Xilitol en productos de higiene bucal
El xilitol se incorpora habitualmente en pastas dentales, chicles sin azúcar, enjuagues bucales y toallitas dentales infantiles como parte de una rutina de higiene bucal que complementa —no reemplaza— el cepillado regular y las visitas al odontólogo. Se encuentra tanto en fórmulas para adultos como en versiones formuladas específicamente para niños, con sabores más suaves y sin fluoruro añadido en algunos casos, para quienes buscan alternativas sin flúor.

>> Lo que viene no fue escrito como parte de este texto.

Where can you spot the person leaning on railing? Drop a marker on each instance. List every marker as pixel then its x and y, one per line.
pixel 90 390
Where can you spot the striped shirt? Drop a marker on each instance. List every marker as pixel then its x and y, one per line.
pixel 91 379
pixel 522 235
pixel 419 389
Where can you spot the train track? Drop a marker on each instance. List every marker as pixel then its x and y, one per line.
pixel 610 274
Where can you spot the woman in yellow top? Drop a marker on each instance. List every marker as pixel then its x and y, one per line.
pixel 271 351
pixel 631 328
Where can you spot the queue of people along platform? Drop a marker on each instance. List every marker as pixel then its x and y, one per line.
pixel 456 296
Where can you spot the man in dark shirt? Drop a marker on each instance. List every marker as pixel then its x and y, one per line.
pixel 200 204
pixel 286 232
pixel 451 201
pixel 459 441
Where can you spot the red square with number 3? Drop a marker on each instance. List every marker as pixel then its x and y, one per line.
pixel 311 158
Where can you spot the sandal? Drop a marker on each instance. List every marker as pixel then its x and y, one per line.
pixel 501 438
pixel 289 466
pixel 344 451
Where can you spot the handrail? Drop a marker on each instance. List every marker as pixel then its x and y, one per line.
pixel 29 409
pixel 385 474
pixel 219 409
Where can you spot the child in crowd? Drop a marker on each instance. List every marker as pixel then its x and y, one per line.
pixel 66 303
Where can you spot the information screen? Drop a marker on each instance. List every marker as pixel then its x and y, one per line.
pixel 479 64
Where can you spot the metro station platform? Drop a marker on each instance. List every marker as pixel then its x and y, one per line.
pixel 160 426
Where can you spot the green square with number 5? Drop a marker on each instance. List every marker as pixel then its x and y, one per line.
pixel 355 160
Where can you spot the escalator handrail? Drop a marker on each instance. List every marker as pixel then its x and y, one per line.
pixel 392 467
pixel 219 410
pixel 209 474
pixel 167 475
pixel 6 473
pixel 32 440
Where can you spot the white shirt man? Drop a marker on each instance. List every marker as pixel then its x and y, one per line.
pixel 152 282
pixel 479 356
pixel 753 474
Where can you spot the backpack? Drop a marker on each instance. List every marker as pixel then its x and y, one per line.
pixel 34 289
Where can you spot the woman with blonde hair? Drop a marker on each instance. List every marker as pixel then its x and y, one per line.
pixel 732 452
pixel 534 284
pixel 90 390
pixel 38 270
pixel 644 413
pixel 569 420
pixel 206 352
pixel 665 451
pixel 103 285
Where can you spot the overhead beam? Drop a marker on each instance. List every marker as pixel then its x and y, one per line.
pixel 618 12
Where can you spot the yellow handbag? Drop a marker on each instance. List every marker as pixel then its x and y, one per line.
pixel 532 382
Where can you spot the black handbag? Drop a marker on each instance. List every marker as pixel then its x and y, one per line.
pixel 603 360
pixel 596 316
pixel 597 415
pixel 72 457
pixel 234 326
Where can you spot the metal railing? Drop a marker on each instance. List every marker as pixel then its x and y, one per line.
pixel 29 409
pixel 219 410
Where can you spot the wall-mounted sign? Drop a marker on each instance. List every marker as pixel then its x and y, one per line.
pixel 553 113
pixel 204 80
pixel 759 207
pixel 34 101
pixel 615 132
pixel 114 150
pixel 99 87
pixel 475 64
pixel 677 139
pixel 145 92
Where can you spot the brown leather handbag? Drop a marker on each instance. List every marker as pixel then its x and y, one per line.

Xilitol como edulcorante: ¿es seguro?
Para consumo humano en las cantidades típicas de uso alimentario, el xilitol es considerado seguro y es ampliamente utilizado como sustituto de azúcar en productos "sin azúcar" por personas que buscan reducir su ingesta de carbohidratos simples, debido a su bajo índice glucémico. No es igual de bien tolerado por todo el mundo en dosis altas — ver la sección de dosis y tolerancia digestiva más abajo.
Dosis y tolerancia digestiva
Un ensayo cruzado, aleatorizado y doble ciego con 64 adultos jóvenes encontró que dosis únicas de 35 y 50 gramos de xilitol en agua aumentaron de forma significativa la frecuencia de heces líquidas y síntomas digestivos (hinchazón, borborigmos, cólicos, náusea) frente a una dosis equivalente de azúcar común, mientras que dosis menores se toleraron mejor (Storey et al., 2007). En las cantidades presentes en pastas dentales y chicles —que se ingieren en cantidades mínimas, no se consumen en dosis de gramos completos— este efecto laxante no suele ser relevante.
⚠️ Xilitol y mascotas: peligro real para perros
Esta es la advertencia de seguridad más importante sobre el xilitol: es altamente tóxico para perros, incluso en cantidades pequeñas. En los perros, el xilitol dispara una liberación masiva de insulina que puede provocar una hipoglucemia severa en minutos, seguida en casos graves de falla hepática aguda y alteraciones de la coagulación — un cuadro que requiere tratamiento veterinario urgente (Murphy & Dunayer, 2018). Con la creciente disponibilidad de productos con xilitol en los hogares (chicles, pastas dentales, algunos productos horneados "sin azúcar"), la exposición accidental en perros es cada vez más frecuente.
Curiosamente, esta toxicidad no parece extenderse a los gatos: un estudio que administró xilitol por vía oral a gatos sanos, en dosis consideradas tóxicas para perros, no encontró alteraciones significativas en la glucosa en sangre ni en los parámetros hematológicos o bioquímicos evaluados (Jerzsele et al., 2018). Aun así, y ante la falta de estudios más amplios en gatos, lo más prudente es mantener cualquier producto con xilitol fuera del alcance de todas las mascotas y consultar a un veterinario de inmediato ante cualquier ingesta accidental, sin esperar a que aparezcan síntomas.
Xilitol en niños
El uso de xilitol en productos de higiene bucal infantil —pastas dentales en gel, toallitas dentales para bebés— tiene el mismo respaldo mecánico que en adultos: reducir la actividad de las bacterias cariogénicas desde la aparición de los primeros dientes. El ensayo con toallitas de xilitol en bebés de 9 meses a 1,5 años mencionado arriba respalda su uso como parte de una rutina temprana de higiene bucal, siempre bajo supervisión de un adulto y en las cantidades que trae el producto — no como un edulcorante de mesa para niños pequeños en grandes cantidades.